Properties of M2052 Mn-Cu alloy powder prepared by VIGA method and its SLM prints

doi:10.13251/j.issn.0254-6051.2020.10.028

Abstract

Abstract: The M2052 alloy powder was prepared by the vacuum induction melting gas atomization(VIGA) method, and its physical properties and microstructure were analyzed. Then the Mn-Cu specimens were prepared by selective laser melting (SLM) technology and the microstructure and mechanical properties of the SLM printed specimens were analyzed.
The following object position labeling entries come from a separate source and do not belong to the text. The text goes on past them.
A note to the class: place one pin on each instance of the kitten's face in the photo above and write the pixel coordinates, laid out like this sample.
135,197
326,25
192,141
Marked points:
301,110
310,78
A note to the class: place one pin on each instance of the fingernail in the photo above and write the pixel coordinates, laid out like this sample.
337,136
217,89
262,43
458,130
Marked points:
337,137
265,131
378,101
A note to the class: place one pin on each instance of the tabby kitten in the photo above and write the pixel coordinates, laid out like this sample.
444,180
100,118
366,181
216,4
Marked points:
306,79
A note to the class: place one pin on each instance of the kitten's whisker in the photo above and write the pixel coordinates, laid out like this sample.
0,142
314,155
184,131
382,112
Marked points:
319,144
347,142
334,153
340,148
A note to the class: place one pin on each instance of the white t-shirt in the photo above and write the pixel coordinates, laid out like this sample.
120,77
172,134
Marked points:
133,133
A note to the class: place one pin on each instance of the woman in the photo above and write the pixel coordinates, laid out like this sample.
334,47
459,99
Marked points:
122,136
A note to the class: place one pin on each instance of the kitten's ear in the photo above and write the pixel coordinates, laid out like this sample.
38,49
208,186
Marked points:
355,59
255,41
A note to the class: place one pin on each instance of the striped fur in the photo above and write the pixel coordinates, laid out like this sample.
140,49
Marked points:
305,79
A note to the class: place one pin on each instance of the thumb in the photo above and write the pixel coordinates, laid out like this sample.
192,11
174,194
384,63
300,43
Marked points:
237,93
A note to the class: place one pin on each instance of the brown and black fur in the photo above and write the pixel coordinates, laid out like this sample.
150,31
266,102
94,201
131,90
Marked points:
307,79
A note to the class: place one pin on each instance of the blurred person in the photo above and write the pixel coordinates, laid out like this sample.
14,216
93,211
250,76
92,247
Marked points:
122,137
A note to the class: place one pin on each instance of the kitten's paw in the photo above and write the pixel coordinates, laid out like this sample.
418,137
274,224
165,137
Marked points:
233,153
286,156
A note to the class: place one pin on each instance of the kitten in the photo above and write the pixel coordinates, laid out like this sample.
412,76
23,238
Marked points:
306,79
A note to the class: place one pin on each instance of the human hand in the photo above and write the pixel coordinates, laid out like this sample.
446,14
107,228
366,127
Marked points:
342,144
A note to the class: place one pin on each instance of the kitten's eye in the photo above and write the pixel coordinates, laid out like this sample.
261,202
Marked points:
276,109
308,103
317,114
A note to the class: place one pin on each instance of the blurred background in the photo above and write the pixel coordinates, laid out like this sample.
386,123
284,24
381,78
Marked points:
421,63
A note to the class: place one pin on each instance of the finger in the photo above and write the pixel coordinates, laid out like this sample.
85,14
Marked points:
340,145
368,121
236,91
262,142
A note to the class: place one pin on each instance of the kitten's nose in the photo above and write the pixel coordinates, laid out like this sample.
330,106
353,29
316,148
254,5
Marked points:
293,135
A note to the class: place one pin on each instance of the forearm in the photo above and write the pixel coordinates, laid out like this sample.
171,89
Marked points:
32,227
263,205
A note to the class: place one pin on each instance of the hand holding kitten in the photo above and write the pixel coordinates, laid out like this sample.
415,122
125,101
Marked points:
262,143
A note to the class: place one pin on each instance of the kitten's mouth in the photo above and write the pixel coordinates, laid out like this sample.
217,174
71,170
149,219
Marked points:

The results show that, the VIGA method can effectively control the shape of metal powders, and the VIGA Mn-Cu powders with a particle size range of 15-53 μm have high yield, high bulk density, and good degree of sphericity, thus effectively meet the requirements for that of SLM. The microstructure of SLM printed Mn-Cu alloy is different in the horizontal and the vertical directions, and gradually changes into cellular crystals as the interior of the molten pool extends.Columnar crystals are formed along the welding interface, and the further away from the molten pool, the finer the columnar crystals. Compared with the as-cast, the SLM printed alloy has obvious difference in mechanical properties, with the tensile strength and the proof strength, plastic extension being 611 MPa and 504 MPa respectively, which are much higher than 454 MPa and 172 MPa of the as-cast master alloy. The reason is that the fine grain strengthening effect is obvious, but the existence of microcracks is not good for the plasticity.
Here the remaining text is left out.